Open source grid computing

NGrid overview

See the Wikipedia for an introduction on grid computing.
NGrid falls in the category of computational grids.

What is NGrid ?

NGrid, or precisely NGrid.Core, is a two sides grid abstraction layer for .Net (written in C#). The first side is the grid programming model. As a developper, you don't want (or even need) to handle directly a physical grid (machines and communication), you want something as close as possible to what you are used to, a multithread programming model with a shared memory. The second side is the grid services abstraction. NGrid.Core is not tighten to any particular grid. By implementing the grid services, NGrid.Core could be connected to any physical grid.

The grid programming model

Most of the existing grid frameworks are job-based, NGrid is not. NGrid.Core provides a grid Garbage Collected (GC) model. In other words, objects are created and live in the grid. When not referenced anymore, objects are collected. Just like when programming C# (or Java). Grid threads run on top of those grid objects. Synchronizations and communications between grid threads work in the same way than with local threads.

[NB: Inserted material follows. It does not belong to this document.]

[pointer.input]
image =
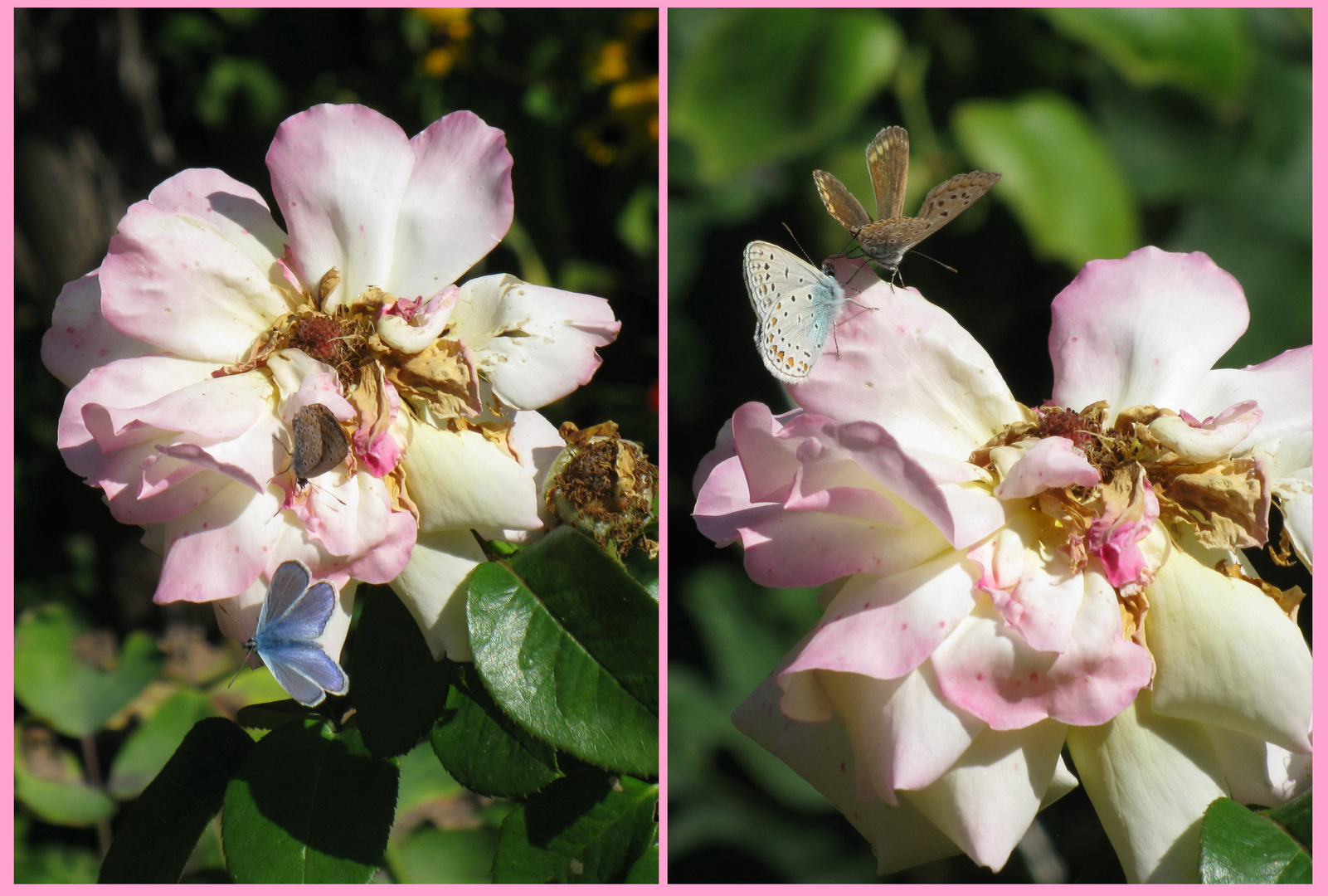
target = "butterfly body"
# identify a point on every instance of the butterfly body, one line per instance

The objective of any physical grid implementation is to manage as efficiently as possible this grid model. In order to make the optimization problem tractable, NGrid.Core includes some code meta-data, known as attributes in C#, that could be used to decorate the client code (the code whose execution is actually distributed). The NGrid.Core tuning attributes could be used by the physical grid in order to adapt the grid behaviour for better performance. These attribute have an effect limited to the computional efficiency of the grid. In particular they do not have any semantic impact: with or without tuning attribute the result returned at the end of the grid computation is the same. The only parameter that may vary is the time of execution.

Why using NGrid

The first question about grid computing is "Do I really need to distribute my application?". Eventually, few years afterwards, some computation become possible on a single machine within a reasonable amount of time. So why bother to distribute in such case, particularly if it implies strong design constraints ?

The first benefit of using NGrid is to keep the code as close as possible from the original (multithreaded) code. The client side (as opposed to the physical grid side) of NGrid.Core imitates closely the threading elements of the .Net framework.

The second benefit of NGrid is the physical grid independence. NGrid already provides (see the roadmap) several physical grid implementations. Eventually better grid implementations will be provided (or connector to other existing grids). In any case, the NGrid client code will not have to change.